Created attachment 948841 [details] video showing the systemd crash on starting google chrome. Description of problem: systemd crashed - killed by SIGSEGV on starting google chrome 38.0.2125 (latest) Version-Release number of selected component (if applicable): systemd-208-22.fc20 google-chrome 38.0.2125.104 How reproducible: Each time Google-chrome is started Steps to Reproduce: 1. Start Google-chrome 38.0.2125.104 2. 3. Actual results: Google chrome starts and abrt reports a systemd crash (video attached). Google chrome continues to function normally but similar systemd crashes continue in background every few minutes. Expected results: Additional info: --- Running report_uReport --- A bug was already filed about this problem: Bugzilla: URL=https://bugzilla.redhat.com/show_bug.cgi?id=1154234 The bug is closed due to insufficient data.

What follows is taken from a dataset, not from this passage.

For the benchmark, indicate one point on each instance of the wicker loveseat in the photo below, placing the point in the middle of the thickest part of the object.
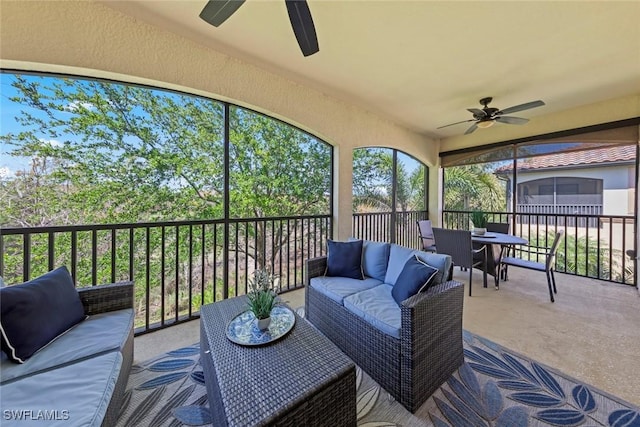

OK, after the crash, does 'systemctl' work and print something?
systemctl seems to function normally. Where do i look for systemctl output? google-chrome howsoever outputs the following errors $ google-chrome-stable [1:1:1023/221545:ERROR:nacl_fork_delegate_linux.cc(292)] Bad NaCl helper startup ack (0 bytes) ATTENTION: default value of option force_s3tc_enable overridden by environment. [13939:13939:1023/221547:ERROR:sandbox_linux.cc(305)] InitializeSandbox() called with multiple threads in process gpu-process [13897:13897:1023/221547:ERROR:desktop_window_tree_host_x11.cc(1547)] Not implemented reached in void views::DesktopWindowTreeHostX11::MapWindow(ui::WindowShowState) getrlimit(RLIMIT_NOFILE) failed I also have Google-Chrome beta installed which does not crash systemd. The output on running it. $ google-chrome-beta ATTENTION: default value of option force_s3tc_enable overridden by environment. [14086:14086:1023/221759:ERROR:sandbox_linux.cc(305)] InitializeSandbox() called with multiple threads in process gpu-process getrlimit(RLIMIT_NOFILE) failed
When systemd crashes then systemctl stops working. (systemctl communicates with systemd over dbus, and when systemd crashes is intercepts the signal and "freezes", so then systemctl waits a bit and fails with "did not receive a reply" or something similar). So if systemctl is working that means that systemd did not crash.
When systemd crashes then information about it should be logged in journal. Something like Oct 27 14:18:20 localhost.localdomain systemd[1]: Freezing execution. Oct 27 14:18:20 localhost.localdomain systemd[1]: Caught <SEGV>, dumped core as pid 1068. Also core file is then stored in /. Can you see similar journal entries on your machine?
I don't remember seeing a similar entry in the logs. I have moved on the Fedora 21 and I'm facing no problem now.